Neural Symplectic Integrator with Hamiltonian Inductive Bias for the Gravitational $N$-body Problem
This work addresses the challenge of long-term, energy-conserving numerical simulations in astrophysics, offering a novel neural approach that is incremental in combining existing symplectic methods with neural networks.
The authors tackled the gravitational N-body problem by developing a neural symplectic integrator that splits the Hamiltonian into analytically solvable and neural network-approximated parts, achieving accurate integration for 10^5 steps without deviating from ground truth dynamics and showing good generalization to unseen systems.

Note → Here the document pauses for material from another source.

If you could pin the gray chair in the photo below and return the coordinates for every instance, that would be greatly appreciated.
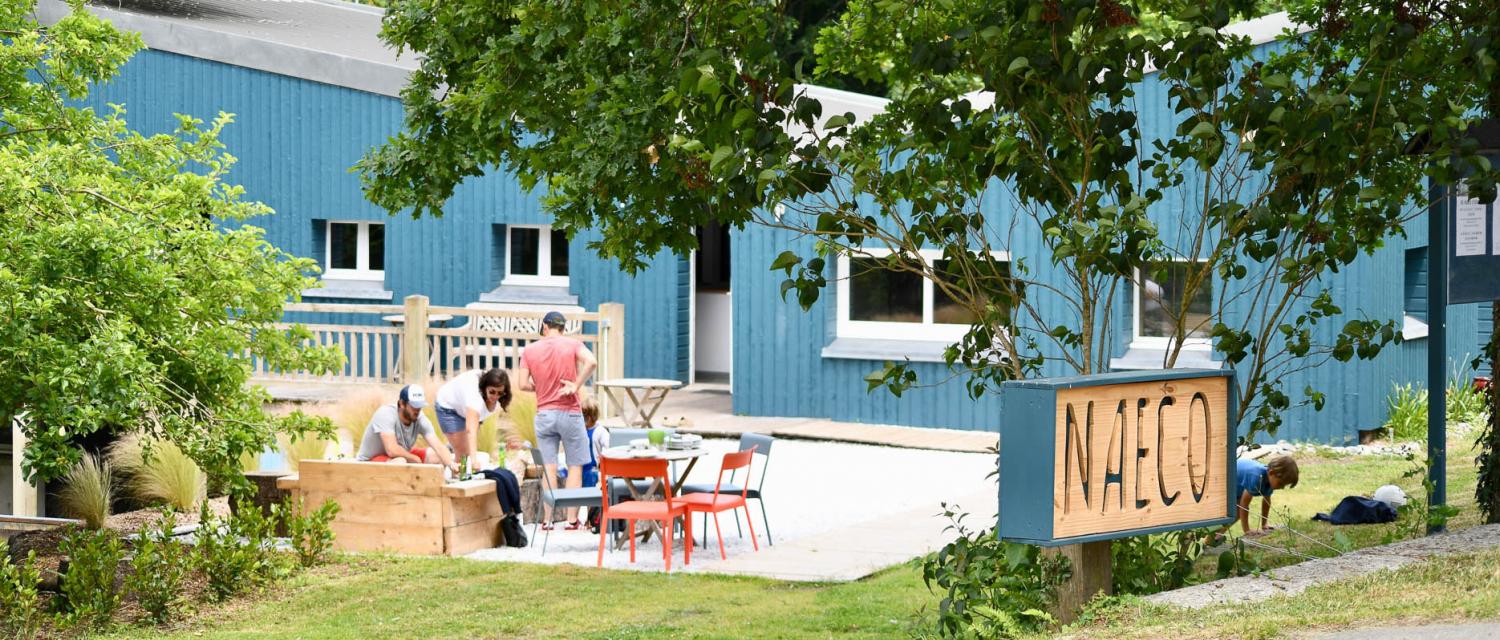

The gravitational $N$-body problem, which is fundamentally important in astrophysics to predict the motion of $N$ celestial bodies under the mutual gravity of each other, is usually solved numerically because there is no known general analytical solution for $N>2$. Can an $N$-body problem be solved accurately by a neural network (NN)? Can a NN observe long-term conservation of energy and orbital angular momentum? Inspired by Wistom & Holman (1991)'s symplectic map, we present a neural $N$-body integrator for splitting the Hamiltonian into a two-body part, solvable analytically, and an interaction part that we approximate with a NN. Our neural symplectic $N$-body code integrates a general three-body system for $10^{5}$ steps without diverting from the ground truth dynamics obtained from a traditional $N$-body integrator. Moreover, it exhibits good inductive bias by successfully predicting the evolution of $N$-body systems that are no part of the training set.